Everything here looks good except the last line. There is a missing factor of $m$ in front of the last integral and there should be $dv$'s in the integrals. The negative sign in $B = -\frac cb$ means that the last integral ends up with a positive sign. Thus, see if you agree that you should get

$t = -\frac mb \int_{Vo}^V \frac {dv}v + \frac{mc}b \int_{Vo}^V \frac{dv}{b+cv}$

 

[TSny]

Finally, I get

$v = \frac{e^{\frac{-bt}{cm}} VoB}{b +cVo- e^{\frac{-bt}{cm}}VoC}$

But the right answer is

$v = \frac{b +cVo}{b +cVo- e^{\frac{-bt}{m}}VoC} -1$

After reviewing everything, I get an answer very close to your answer. The only difference is that your exponential factors have an argument of $\frac{-bt}{cm}$ while it should be $\frac{-bt}{m}$. You can check that $\frac{-bt}{m}$ is dimensionless.

Also, the "right answer" that you quoted seems to be missing an overall factor of $\frac bc$. As given, the answer cannot be correct since the left side has dimensions of velocity while the right side is dimensionless. It should be written as $$v = \frac bc \left(\frac{b +cVo}{b +cVo- e^{\frac{-bt}{m}}VoC} -1\right)$$.

Then, this would be equivalent to your way of writing the answer once your argument of the exponential term is corrected. Your way of writing the answer looks nicer.

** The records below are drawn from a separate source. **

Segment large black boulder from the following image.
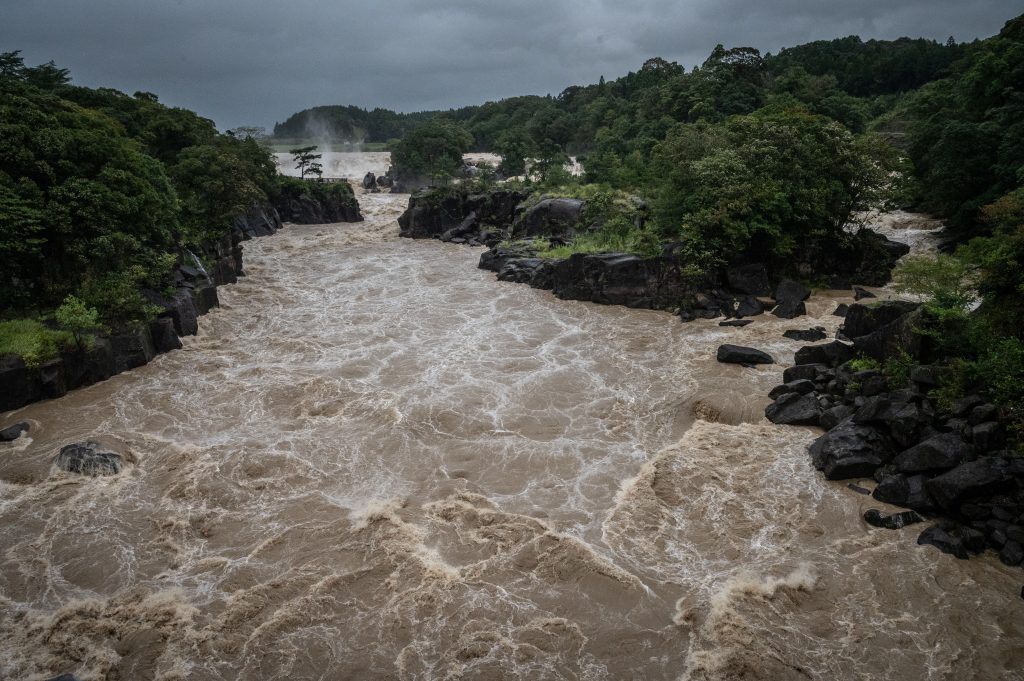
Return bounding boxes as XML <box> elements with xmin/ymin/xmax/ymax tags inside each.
<box><xmin>54</xmin><ymin>442</ymin><xmax>123</xmax><ymax>476</ymax></box>
<box><xmin>765</xmin><ymin>392</ymin><xmax>821</xmax><ymax>425</ymax></box>
<box><xmin>892</xmin><ymin>433</ymin><xmax>974</xmax><ymax>474</ymax></box>
<box><xmin>794</xmin><ymin>341</ymin><xmax>855</xmax><ymax>367</ymax></box>
<box><xmin>514</xmin><ymin>198</ymin><xmax>584</xmax><ymax>238</ymax></box>
<box><xmin>917</xmin><ymin>522</ymin><xmax>986</xmax><ymax>559</ymax></box>
<box><xmin>873</xmin><ymin>473</ymin><xmax>939</xmax><ymax>513</ymax></box>
<box><xmin>809</xmin><ymin>422</ymin><xmax>895</xmax><ymax>480</ymax></box>
<box><xmin>772</xmin><ymin>279</ymin><xmax>810</xmax><ymax>319</ymax></box>
<box><xmin>717</xmin><ymin>344</ymin><xmax>774</xmax><ymax>365</ymax></box>
<box><xmin>842</xmin><ymin>301</ymin><xmax>920</xmax><ymax>339</ymax></box>
<box><xmin>864</xmin><ymin>509</ymin><xmax>923</xmax><ymax>529</ymax></box>
<box><xmin>925</xmin><ymin>458</ymin><xmax>1019</xmax><ymax>511</ymax></box>
<box><xmin>149</xmin><ymin>318</ymin><xmax>183</xmax><ymax>354</ymax></box>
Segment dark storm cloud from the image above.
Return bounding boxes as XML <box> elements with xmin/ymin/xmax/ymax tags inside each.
<box><xmin>1</xmin><ymin>0</ymin><xmax>1018</xmax><ymax>130</ymax></box>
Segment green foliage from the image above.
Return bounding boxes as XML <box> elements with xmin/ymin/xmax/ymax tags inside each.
<box><xmin>289</xmin><ymin>145</ymin><xmax>322</xmax><ymax>180</ymax></box>
<box><xmin>904</xmin><ymin>15</ymin><xmax>1024</xmax><ymax>234</ymax></box>
<box><xmin>0</xmin><ymin>51</ymin><xmax>278</xmax><ymax>330</ymax></box>
<box><xmin>882</xmin><ymin>350</ymin><xmax>914</xmax><ymax>387</ymax></box>
<box><xmin>649</xmin><ymin>107</ymin><xmax>889</xmax><ymax>263</ymax></box>
<box><xmin>0</xmin><ymin>318</ymin><xmax>74</xmax><ymax>368</ymax></box>
<box><xmin>390</xmin><ymin>120</ymin><xmax>473</xmax><ymax>181</ymax></box>
<box><xmin>848</xmin><ymin>357</ymin><xmax>882</xmax><ymax>372</ymax></box>
<box><xmin>54</xmin><ymin>295</ymin><xmax>104</xmax><ymax>348</ymax></box>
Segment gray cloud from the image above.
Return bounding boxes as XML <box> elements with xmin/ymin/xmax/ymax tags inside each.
<box><xmin>1</xmin><ymin>0</ymin><xmax>1018</xmax><ymax>130</ymax></box>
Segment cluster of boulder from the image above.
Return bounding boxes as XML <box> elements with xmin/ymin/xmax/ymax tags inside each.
<box><xmin>1</xmin><ymin>197</ymin><xmax>362</xmax><ymax>413</ymax></box>
<box><xmin>763</xmin><ymin>301</ymin><xmax>1024</xmax><ymax>570</ymax></box>
<box><xmin>361</xmin><ymin>171</ymin><xmax>393</xmax><ymax>193</ymax></box>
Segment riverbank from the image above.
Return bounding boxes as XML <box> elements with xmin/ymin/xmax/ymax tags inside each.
<box><xmin>2</xmin><ymin>162</ymin><xmax>1021</xmax><ymax>681</ymax></box>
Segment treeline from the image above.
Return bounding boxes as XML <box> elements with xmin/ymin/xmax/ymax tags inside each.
<box><xmin>272</xmin><ymin>105</ymin><xmax>439</xmax><ymax>143</ymax></box>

I must apologize for not seeing this earlier.

 

[happyparticle]

Alright, no problem. You helped me a lot.

I found this answer.

$V = \frac {e^{-\frac{tb}{m}}Vo\frac bc}{-e^{-\frac{tb}{m}}Vo+\frac bc + Vo}$

 

[TSny]

I found this answer.

$V = \frac {e^{-\frac{tb}{m}}Vo\frac bc}{-e^{-\frac{tb}{m}}Vo+\frac bc + Vo}$

That looks correct.

 

[happyparticle]

Phew! Thanks a lot for your patience.

 

[Chestermiller]

The form of the solution that appeals to me is:
$$v=\frac{V_0e^{-\frac{bt}{m}}}{1+\frac{cV_0}{b}(1-e^{-\frac{bt}{m}})}$$where the numerator is the solution when c = 0, and the 2nd term in the denominator captures the added drag effect of c not being zero.

 

[happyparticle]

I can't see where the 1 in the denominator comes from.

Even with all the tries I never found a +/- 1.

 

[Chestermiller]

I can't see where the 1 in the denominator comes from.

Even with all the tries I never found a +/- 1.

Just multiply numerator and denominator of your answer in post #25 by c/b

 

[happyparticle]

Ah, sorry! I feel bad.